O pedido foi julgado improcedente,
tendo a Exma. Desembargadora Relatora Fernanda Gomes Camacho entendido que tal
requerimento era uma afronta à liberdade de expressão do indivíduo e
caracterizaria censura. Um dos fundamentos usados na decisão para indeferir a
pretensão de abstenção de comunicação de terceiros foi o fato de o próprio
Agravante já ter providenciado a conservação do conteúdo através de plataforma
blockchain.
Já existem empresas que fornecem
serviços de autenticação de contratos digitais e certificação de documentos
digitais via blockchain, emitindo o respectivo certificado de que os dados
foram inseridos com a conservação de sua integridade, bem como de que são
passíveis de verificação posterior.
Somadas às aplicabilidades
anteriormente descritas, é possível constatar a utilização da tecnologia na
seara notarial[4], como se verifica na parceria formalizada entre o Cartório
Azevedo Bastos e uma empresa startup que fornece serviços de autenticação
digital, realizando registros de nascimento armazenados em blockchain.

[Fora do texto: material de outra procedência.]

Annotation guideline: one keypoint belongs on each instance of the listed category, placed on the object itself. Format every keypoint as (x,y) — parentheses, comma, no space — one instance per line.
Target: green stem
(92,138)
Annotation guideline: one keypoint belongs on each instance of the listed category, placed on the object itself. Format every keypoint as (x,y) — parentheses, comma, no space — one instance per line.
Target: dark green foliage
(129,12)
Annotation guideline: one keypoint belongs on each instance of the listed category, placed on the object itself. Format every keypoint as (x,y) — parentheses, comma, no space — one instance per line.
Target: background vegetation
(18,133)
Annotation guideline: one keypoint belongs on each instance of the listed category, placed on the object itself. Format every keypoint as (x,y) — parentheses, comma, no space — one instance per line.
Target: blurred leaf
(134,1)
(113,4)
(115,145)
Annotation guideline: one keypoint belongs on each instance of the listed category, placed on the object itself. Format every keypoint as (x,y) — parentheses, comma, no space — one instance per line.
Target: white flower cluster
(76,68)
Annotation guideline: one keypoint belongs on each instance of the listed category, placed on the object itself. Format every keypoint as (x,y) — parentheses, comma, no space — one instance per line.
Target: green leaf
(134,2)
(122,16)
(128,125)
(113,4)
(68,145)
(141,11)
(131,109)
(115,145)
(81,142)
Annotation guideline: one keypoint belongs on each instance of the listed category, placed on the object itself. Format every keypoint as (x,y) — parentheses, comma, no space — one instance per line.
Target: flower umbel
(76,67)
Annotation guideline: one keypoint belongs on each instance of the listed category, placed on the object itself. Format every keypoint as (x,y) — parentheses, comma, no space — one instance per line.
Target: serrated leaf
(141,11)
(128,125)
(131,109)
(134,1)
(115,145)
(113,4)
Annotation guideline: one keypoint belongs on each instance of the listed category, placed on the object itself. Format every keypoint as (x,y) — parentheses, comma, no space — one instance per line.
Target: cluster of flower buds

O Conselho Nacional de Justiça (CNJ),
por meio do Provimento 100/20, permitiu a geração de atos extrajudiciais via
sistema E-notariado, como uma forma alternativa que se mostrou oportuna durante
o enfrentamento da pandemia do COVID-19. O Brasil é o primeiro país da América
Latina a viabilizar este procedimento, que, segundo a presidente do Colégio
Notarial do Brasil, Giselle Oliveira de Barros, permite ao usuário agregar
segurança jurídica ao manuseio de documentos eletrônicos.[5]
A aplicabilidade da ferramenta no
sistema notarial foi possível pela congruência entre os princípios que norteiam
a função notarial no Brasil e a blockchain, já que a lei de Registros Públicos
- lei 6.015/73 e a lei dos Cartórios - lei 8.935/94 adotam como fundamentos a
publicidade, a autenticidade, a segurança e a eficácia, todos alinhados com as
características desta tecnologia que presta confiabilidade e previsibilidade.
Ante todo o exposto, é possível
concluir que a blockchain, inicialmente utilizada para a efetivação de
operações financeiras virtuais, tem se difundido no cenário nacional com uma
maior amplitude, revelando utilidade para várias outras funcionalidades,
inclusive no âmbito jurídico.
Além de garantir a autenticidade e integridade de elementos probatórios obtidos em plataformas virtuais, ampliou significativamente o direito constitucional de acesso à prova para as partes envolvidas. Tal instrumento elimina a presença de intermediários e aumenta a segurança dos negócios jurídicos. Estes fatores contribuem para a redução do custo envolvido bem como tendem a trazer uma maior celeridade operacional, o que otimiza algo de muita relevância na sociedade contemporânea: o tempo.